Then I can do some as well.


----------



## Tiger (May 3, 2006)

For Artakus, this is saved as a .GIF and is an experiment in transparency


----------



## lesofprimus (May 3, 2006)

I would actually rather see a combat aircraft than a transport in the header logo....


----------



## Tiger (May 3, 2006)

Here is one with a war bird in it, again for Artakus.


----------



## lesofprimus (May 3, 2006)

I find that much more attractive, although, I dont think u should capitalize the text, keep it as it looks in the address bar....


----------



## Henk (May 3, 2006)

I think Briton, US, Germany, Russia, Italy and Japan should be some how be involved in the logo or something like that. If someone can make that one of les with the B-17 flying into the clouds bigger and look great I will vote for it.

Henk


----------



## Tiger (May 4, 2006)

Henk said:


> I think Briton, US, Germany, Russia, Italy and Japan should be some how be involved in the logo or something like that. If someone can make that one of les with the B-17 flying into the clouds bigger and look great I will vote for it.
> 
> Henk



That is quite difficult to do in the space required, I'll take my hat off to anyone who does!

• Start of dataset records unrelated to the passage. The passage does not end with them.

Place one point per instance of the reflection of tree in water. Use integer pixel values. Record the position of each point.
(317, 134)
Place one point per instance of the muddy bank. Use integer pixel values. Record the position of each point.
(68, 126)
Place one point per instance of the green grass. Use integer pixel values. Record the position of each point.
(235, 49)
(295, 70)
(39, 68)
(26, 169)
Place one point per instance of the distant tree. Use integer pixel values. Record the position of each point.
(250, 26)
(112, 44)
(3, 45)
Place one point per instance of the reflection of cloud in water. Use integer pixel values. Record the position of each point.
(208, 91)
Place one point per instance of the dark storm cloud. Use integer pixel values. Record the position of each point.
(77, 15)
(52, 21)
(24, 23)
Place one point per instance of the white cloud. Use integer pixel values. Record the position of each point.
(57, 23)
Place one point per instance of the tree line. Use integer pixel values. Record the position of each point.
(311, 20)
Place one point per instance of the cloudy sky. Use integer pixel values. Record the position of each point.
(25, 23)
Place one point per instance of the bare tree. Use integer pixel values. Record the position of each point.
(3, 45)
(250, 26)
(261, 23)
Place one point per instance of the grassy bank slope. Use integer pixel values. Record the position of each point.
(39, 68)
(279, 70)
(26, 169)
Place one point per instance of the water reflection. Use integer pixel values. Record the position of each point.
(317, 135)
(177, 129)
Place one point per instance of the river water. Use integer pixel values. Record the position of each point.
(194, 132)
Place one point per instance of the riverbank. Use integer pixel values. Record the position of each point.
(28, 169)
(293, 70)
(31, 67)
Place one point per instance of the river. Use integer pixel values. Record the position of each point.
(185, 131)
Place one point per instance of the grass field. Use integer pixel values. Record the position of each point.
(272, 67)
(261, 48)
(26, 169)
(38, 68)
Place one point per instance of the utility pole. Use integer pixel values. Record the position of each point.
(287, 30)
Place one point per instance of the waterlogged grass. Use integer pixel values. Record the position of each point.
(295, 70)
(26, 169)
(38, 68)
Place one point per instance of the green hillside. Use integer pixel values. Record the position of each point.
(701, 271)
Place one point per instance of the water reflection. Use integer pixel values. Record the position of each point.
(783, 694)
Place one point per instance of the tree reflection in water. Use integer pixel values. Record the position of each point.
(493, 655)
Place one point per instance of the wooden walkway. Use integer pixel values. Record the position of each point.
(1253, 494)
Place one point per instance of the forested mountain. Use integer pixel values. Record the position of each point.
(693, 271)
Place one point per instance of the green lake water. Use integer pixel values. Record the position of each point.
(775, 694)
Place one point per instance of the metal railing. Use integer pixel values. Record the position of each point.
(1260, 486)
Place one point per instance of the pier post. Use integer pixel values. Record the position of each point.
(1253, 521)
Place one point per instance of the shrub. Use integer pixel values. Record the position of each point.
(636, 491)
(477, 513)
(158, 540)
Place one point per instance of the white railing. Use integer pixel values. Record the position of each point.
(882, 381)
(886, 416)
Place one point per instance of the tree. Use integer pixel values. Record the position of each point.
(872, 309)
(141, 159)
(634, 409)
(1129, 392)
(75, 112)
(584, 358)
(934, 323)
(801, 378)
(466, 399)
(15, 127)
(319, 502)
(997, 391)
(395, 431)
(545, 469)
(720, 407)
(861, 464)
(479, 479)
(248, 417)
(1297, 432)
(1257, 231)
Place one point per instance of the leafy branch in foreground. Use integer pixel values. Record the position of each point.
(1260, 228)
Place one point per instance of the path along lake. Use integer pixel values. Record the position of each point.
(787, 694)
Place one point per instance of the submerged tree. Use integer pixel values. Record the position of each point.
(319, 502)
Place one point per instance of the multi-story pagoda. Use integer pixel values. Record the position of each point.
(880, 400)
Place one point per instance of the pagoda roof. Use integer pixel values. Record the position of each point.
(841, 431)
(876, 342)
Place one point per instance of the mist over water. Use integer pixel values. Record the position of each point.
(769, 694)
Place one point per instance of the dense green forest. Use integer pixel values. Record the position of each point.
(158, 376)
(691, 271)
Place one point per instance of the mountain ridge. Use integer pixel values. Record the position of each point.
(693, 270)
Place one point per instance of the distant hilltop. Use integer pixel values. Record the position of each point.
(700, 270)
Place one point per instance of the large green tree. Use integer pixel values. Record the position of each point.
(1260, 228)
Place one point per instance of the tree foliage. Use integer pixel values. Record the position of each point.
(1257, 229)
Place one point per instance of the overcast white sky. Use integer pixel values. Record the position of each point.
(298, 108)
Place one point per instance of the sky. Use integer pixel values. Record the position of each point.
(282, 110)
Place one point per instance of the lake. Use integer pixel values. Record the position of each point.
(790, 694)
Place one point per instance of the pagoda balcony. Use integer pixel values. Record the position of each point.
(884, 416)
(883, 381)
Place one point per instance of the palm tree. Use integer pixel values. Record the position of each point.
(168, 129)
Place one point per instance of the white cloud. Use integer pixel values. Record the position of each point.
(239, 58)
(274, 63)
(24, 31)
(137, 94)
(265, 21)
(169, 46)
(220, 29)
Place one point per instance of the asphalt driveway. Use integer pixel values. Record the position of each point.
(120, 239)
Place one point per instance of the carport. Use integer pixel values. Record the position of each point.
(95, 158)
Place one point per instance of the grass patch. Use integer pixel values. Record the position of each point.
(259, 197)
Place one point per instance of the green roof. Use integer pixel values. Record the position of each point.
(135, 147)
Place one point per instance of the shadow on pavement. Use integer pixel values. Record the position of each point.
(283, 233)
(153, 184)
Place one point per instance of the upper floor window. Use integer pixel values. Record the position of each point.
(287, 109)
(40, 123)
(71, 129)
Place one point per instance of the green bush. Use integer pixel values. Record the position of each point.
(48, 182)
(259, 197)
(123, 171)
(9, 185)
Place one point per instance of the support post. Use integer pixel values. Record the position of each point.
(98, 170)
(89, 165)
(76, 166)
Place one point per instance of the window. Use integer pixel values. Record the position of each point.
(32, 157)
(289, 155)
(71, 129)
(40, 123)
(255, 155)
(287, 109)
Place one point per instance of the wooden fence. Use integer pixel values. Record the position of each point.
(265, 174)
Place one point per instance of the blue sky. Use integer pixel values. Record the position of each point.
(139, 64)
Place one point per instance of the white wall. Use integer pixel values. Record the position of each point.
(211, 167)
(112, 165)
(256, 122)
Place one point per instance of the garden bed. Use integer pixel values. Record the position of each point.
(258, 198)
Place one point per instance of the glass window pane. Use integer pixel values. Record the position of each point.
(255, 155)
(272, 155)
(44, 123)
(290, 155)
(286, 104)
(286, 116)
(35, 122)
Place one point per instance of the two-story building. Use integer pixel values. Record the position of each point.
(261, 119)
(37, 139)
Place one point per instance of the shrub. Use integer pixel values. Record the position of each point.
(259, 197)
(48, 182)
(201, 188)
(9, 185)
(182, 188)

I'll take your input on board Les.


----------



## R988 (May 4, 2006)

I guess I should have a go at this since it is my professional area.

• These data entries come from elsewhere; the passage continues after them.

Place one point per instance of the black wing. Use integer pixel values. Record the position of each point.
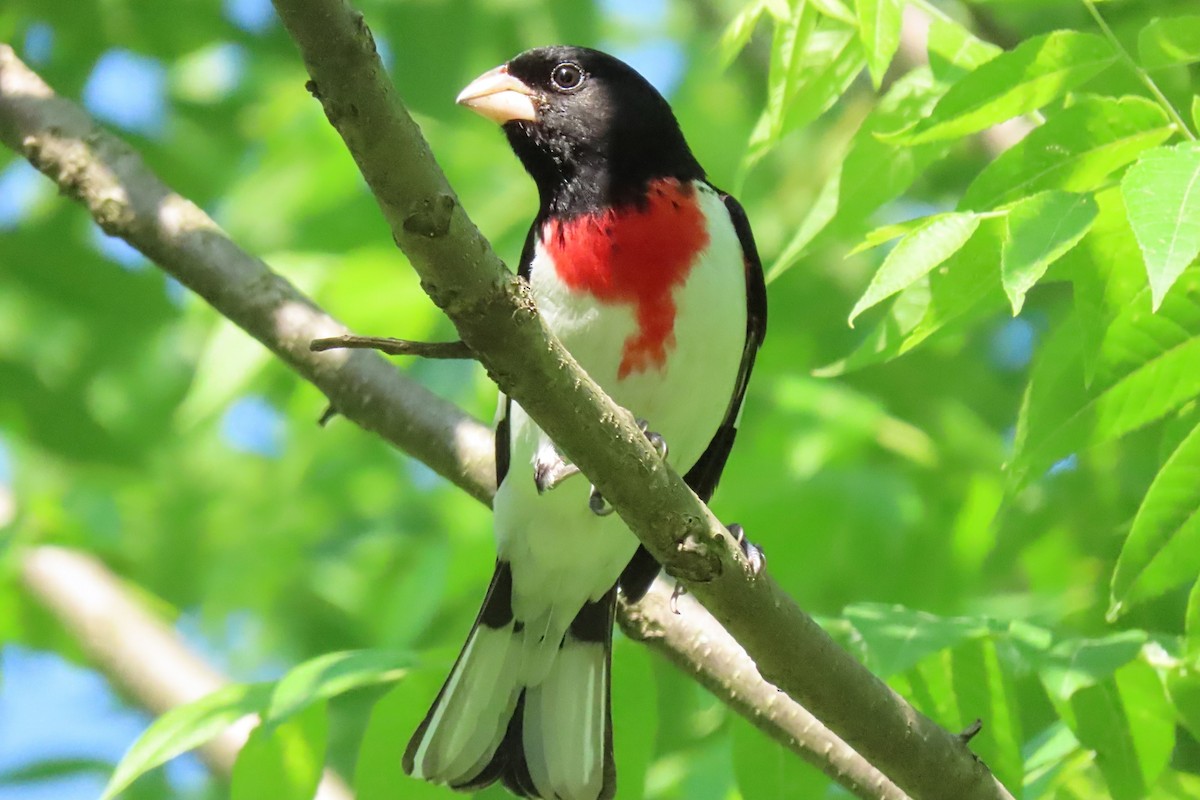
(705, 474)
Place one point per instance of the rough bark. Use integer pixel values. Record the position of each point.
(498, 320)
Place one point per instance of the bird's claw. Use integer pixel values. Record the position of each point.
(550, 473)
(598, 505)
(754, 553)
(655, 439)
(676, 594)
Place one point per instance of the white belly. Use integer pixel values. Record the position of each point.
(557, 547)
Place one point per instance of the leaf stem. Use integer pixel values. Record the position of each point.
(1141, 73)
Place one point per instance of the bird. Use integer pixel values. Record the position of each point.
(649, 276)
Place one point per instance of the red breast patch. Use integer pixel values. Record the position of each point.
(634, 256)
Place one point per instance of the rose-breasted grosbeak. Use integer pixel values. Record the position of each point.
(649, 276)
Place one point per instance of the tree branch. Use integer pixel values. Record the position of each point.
(106, 176)
(138, 653)
(94, 167)
(497, 318)
(394, 347)
(696, 643)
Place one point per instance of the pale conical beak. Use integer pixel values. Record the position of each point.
(499, 97)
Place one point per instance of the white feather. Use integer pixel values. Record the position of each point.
(564, 723)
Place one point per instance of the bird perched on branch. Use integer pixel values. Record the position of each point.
(649, 276)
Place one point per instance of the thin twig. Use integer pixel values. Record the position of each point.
(393, 347)
(103, 174)
(497, 317)
(1141, 73)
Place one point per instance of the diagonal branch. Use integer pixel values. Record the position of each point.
(114, 185)
(497, 319)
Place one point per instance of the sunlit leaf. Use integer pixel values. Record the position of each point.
(915, 256)
(879, 25)
(1192, 623)
(809, 72)
(283, 761)
(984, 691)
(333, 674)
(895, 638)
(738, 32)
(1162, 196)
(1073, 150)
(766, 770)
(1163, 547)
(871, 172)
(1183, 689)
(1174, 40)
(635, 714)
(953, 49)
(965, 288)
(1145, 368)
(1078, 663)
(1127, 721)
(1041, 229)
(835, 10)
(185, 728)
(378, 774)
(1021, 80)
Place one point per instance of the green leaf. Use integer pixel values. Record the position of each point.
(871, 173)
(1145, 368)
(786, 71)
(1174, 40)
(766, 770)
(895, 638)
(1024, 79)
(879, 25)
(282, 762)
(635, 715)
(875, 238)
(1127, 721)
(963, 289)
(1183, 689)
(1073, 150)
(915, 256)
(1162, 197)
(983, 690)
(953, 49)
(331, 674)
(1192, 623)
(1041, 229)
(378, 774)
(1074, 665)
(738, 32)
(809, 72)
(1105, 271)
(835, 10)
(185, 728)
(1163, 547)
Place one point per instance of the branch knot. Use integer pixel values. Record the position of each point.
(430, 217)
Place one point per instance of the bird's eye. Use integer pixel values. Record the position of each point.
(567, 77)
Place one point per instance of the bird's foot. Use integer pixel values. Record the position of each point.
(655, 439)
(551, 469)
(754, 553)
(598, 505)
(676, 594)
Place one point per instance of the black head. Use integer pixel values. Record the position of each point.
(589, 130)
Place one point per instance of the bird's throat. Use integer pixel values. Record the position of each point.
(635, 254)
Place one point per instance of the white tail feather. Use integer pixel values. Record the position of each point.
(473, 711)
(564, 723)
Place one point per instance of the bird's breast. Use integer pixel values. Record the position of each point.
(636, 257)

Are you looking to change the entire skin or are you just looking for the banner area?


----------



## horseUSA (May 4, 2006)

just the banner area


----------



## the lancaster kicks ass (May 5, 2006)

don't suppose you can keep it open 'til july, then me and CC will have finished our exams and will have more time to work on them


----------



## Gnomey (May 5, 2006)

It would be nice to keep it open at least for another 2 weeks then I will of finished my exams...


----------



## cheddar cheese (May 5, 2006)

Speak for yourself lanc, I have plenty of time to make them I just cant be bothered cos I know I wont be able to make a very good one


----------



## the lancaster kicks ass (May 6, 2006)

i wish i had that much spare time on my hands


----------



## lesofprimus (May 6, 2006)

Too busy straightening ur hair and playing with ur magical green wand Lanc, or are the sheep still feeling lonely on the cold nights????


----------



## Henk (May 22, 2006)

So what happend to the contest? It looks like no one is interrested anymore.

Henk


----------



## lesofprimus (May 22, 2006)

I think what we have here is what we're gonna end up using...


----------



## Henk (May 22, 2006)

uhh, I now wish I was good such stuff, then I could do some, but I think there should be more suggestions.

Henk


----------



## lesofprimus (May 22, 2006)

I agree Henk..


----------



## Tiger (May 23, 2006)

Here is another I have done,


----------



## Pisis (May 23, 2006)

Hmm, I'd change the font's color, this way it's way too less contrasting...


----------



## Tiger (May 23, 2006)

How is this, better?


----------



## Gnomey (May 23, 2006)

Text is too large in my opinion... Colour is better though.


----------



## Tiger (May 24, 2006)

Here are a couple of other versions,


----------



## Gnomey (May 24, 2006)

I prefer those for sure, the text is a much better size.


----------



## lesofprimus (May 24, 2006)

The one with the text in the lower left corner is the better of the 2 Tiger....


----------



## Henk (May 24, 2006)

Great work Tiger, I would also prefer the one in the left corner, but letsget other aircraft and not just those from one nation. 

I am glad to see something is happening here again.  

Henk


----------



## Henk (May 24, 2006)

lesofprimus said:


> I agree Henk..



    

Henk


----------



## Tiger (May 25, 2006)

Here is a Luftwaffe top banner,


----------



## the lancaster kicks ass (May 25, 2006)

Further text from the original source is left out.